This is my final offering of 2018 – not a bumper year for blogs (in fact I’ve probably written more netball reports), but I shall endeavour to go out on a high…
After nearly five years of undertaking challenges to try and raise mental health awareness, I decided to take a break soon after the publication (in April) of my book about the challenges and my own mental health experiences.
Over the subsequent months, I have struggled to come to terms with the scale of revelation. And even though the hope remains that the story of a life with a chronic, albeit thankfully mild, form of depression can have a positive impact on readers, the process of evoking long-hidden memories and committing them to paper has taken its toll.
The latter half of 2018 has been a time of increasing introspection and retrospection. I’ve found it impossible to fully understand how deliberately and deeply-suppressed dark thoughts can be recalled (admittedly with difficulty), whilst countless memories of happier times remain lost in the recesses of my mind.
I can remember fleeting moments, not dissimilar to a series of mental photographs, but even though I know the person in the image is me; I cannot associate the memories of that boy or younger man, with the person I have become.
That makes me feel so sad … and sadness is an emotion I have fought so hard (and for so long) to keep hidden. I feel like I am somehow failing mentally. There’s no element of self-pity; it’s simply a reality that for most of the time stays behind the mask I present to all but my closest family and friends (for whose love and support I am constantly grateful).
That said I have become increasingly aware that this period of self-analysis, soul-searching – call it what you will – flies in the face of the message I’ve tried so hard to highlight … and (recently less successfully) live by: it is fine to talk about mental health, to talk about how you’re feeling, and to ask for help if you are struggling.
A line needs to be drawn; and the start of a new year provides the perfect opportunity to regroup and regain some much-needed physical and emotional strength. That strength can then be used to try and support others … and for me in 2019, that will involve using the themes of netball, rugby league, and music as my focus:
Even writing this blog has made me feel more positive. Whatever happens over the next few months (and never fear, there will be updates), all I want to try and do is show that it is fine to talk about mental health and, even though the prospect can seem daunting, it is possible to find the strength to ask for help. You are not alone.
Here’s to 2019 x
The person bowling in this seemingly random cricket photo is actually me, playing for Gateshead Fell at Chorley during the 1995 semi-final of the National Club Knockout– one of the most memorable moments in the moderate career of a distinctly average sportsman.

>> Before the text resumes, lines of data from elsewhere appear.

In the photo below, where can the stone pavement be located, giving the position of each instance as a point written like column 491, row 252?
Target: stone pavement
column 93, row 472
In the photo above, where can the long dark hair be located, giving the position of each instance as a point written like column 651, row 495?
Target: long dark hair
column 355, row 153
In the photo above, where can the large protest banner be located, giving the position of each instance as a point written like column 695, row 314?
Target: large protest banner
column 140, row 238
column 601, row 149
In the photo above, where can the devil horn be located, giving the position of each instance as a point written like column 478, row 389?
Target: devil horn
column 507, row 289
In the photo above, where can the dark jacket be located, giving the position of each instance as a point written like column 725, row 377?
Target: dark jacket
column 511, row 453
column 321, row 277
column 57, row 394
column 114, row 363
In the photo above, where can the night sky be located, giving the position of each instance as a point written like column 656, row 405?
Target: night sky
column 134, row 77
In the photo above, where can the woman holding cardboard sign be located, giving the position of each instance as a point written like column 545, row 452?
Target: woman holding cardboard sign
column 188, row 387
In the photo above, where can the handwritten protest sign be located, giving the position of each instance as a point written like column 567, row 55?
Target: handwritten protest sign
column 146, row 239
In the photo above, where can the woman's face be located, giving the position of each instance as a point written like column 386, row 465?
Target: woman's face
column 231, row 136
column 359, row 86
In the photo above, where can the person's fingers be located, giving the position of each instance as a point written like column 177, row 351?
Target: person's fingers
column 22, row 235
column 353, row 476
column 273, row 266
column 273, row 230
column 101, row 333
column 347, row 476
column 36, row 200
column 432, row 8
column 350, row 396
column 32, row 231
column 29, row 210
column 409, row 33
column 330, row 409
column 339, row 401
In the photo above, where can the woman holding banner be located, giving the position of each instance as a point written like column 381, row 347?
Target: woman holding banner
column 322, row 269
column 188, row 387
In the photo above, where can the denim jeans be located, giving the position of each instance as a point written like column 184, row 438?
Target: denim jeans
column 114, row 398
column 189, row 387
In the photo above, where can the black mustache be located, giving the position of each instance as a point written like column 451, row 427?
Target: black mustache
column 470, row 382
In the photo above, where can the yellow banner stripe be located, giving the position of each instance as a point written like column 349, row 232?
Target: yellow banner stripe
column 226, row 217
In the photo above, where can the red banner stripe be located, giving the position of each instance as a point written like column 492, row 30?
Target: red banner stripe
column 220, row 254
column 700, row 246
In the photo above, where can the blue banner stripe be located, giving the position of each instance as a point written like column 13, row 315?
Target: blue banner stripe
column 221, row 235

It was my only experience of playing in front of a four-figure crowd, and although we were (soundly) beaten on the day, this photo always helps me to recall memories from 25 years of playing a game I love.
Injury forced me to retire in 2004; and two years later I moved to Middlesbrough to be with Elaine … a whole new chapter in my life. The thought of becoming involved in another sporting club, cricket or otherwise, never crossed my mind; but then, totally out of the blue, along came Grangetown…
It’s over four years ago since Gel arranged for me to have a go at playing goal shooter as part of a series of “challenges” I was attempting at the time. It’s fair to say I was rubbish, but as I drove home that night - after being given the all-clear by paramedics - I sensed there was something very special about the club.
Gel knew I did a bit of writing and asked me if I would be interested in doing a few match reports for the Prem squad. I started coming to watch the occasional game, and the rest, as they say…
From the sidelines I’ve seen the squad relegated to Prem 3, gain promotion at the first time of asking, play wonderfully well to lift the Prem 2 championship, and have the most fantastic start to life in Prem 1. It’s been brilliant…
More than that though, I’ve been welcomed into the club, and accepted by the players and coaches, even though I have no family connection to Grangetown; and my two daughters are actually older than the overwhelming majority of the squad (apart from Gen … obviously).
My younger daughter plays netball, and my love of the sport grew from watching her; but I can honestly say that I’ve felt every bit as much enjoyment, excitement –and even pride – from seeing this group of girls develop into one of the best squads in the whole country.
Nothing can ever match the feelings you get from playing competitive team sport, but being accepted as part of the “Grangetown family” comes pretty close - and this blog is simply my way of saying THANK YOU.